Despite clozapine being the pharmacological agent of choice in treatment-resistant schizophrenia (Galletly et al., 2016), approximately 60% of patients trialled on this medication will have suboptimal clinical response (Siskind et al., 2018). The systematic review by Siskind et al. (2018) addresses the important question of clozapine augmentation strategies and was thorough in its consideration of both pharmacological and non-pharmacological interventions. The consideration of augmentation strategies was broad including electroconvulsive therapy and cognitive behaviour therapy, in addition to nutraceuticals and more novel pharmacological agents such as Ginkgo Biloba, memantine and minocycline. Their review comprehensively summarises the current evidence base and is of relevance to clinicians where augmentation is commonly trialled in the absence of clear guidance.

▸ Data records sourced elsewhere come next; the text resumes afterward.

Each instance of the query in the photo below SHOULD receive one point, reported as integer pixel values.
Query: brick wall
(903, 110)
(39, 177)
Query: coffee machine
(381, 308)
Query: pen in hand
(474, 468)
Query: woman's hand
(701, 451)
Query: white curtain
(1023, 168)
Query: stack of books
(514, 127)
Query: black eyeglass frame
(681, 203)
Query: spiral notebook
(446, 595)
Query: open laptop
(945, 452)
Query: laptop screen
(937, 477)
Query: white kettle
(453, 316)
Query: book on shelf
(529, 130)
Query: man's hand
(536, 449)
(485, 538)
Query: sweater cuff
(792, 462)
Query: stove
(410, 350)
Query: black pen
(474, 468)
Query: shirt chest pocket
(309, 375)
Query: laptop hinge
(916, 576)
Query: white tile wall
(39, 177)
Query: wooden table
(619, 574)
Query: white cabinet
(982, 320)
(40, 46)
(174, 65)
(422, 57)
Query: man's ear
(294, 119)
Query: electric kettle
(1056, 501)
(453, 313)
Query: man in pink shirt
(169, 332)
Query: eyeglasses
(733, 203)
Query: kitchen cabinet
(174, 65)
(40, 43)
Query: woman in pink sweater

However, the study also has some important limitations that need to be considered. The array of well-planned a priori analyses (e.g. subgroup analyses for setting, mean dose of augmentation agent and clozapine levels) could not be conducted due to the lack of relevant data available from source materials. As such, the conclusions relating to ‘best evidence’ cannot be relied upon as definitive guidance. There is a clear need for high-quality clinical trials of promising augmentation strategies to be undertaken. Another issue to consider is the reviews’ high proportionate emphasis on low-quality studies from the Chinese database (16 out of 46 included studies). Clozapine use in China may follow a very different pattern to that in other parts of the world (Wang and Li, 2012). While the inclusion of the Chinese studies was considered to be a strength of the study by the authors, we wonder if this may have compromised the clinical relevance of this review to Australasia. Finally, the review failed to consider potential concurrent substance misuse, a ubiquitous challenge in day-to-day clinical practice. All of these factors impact the utility of the study’s findings.

Despite these limitations, we opine that review reflects a landmark study with high clinical relevance. It highlights the dearth of robust research that exists regarding this clinically common predicament. We thank the authors for providing a substantial foundation for future research. There is a clear need to systematically investigate the real-life effectiveness of clozapine augmentation strategies that we trial almost daily. We need to generate more robust research data in so that the decisions we make are based on evidence, not on anecdotal experience and site-specific cultural practice alone.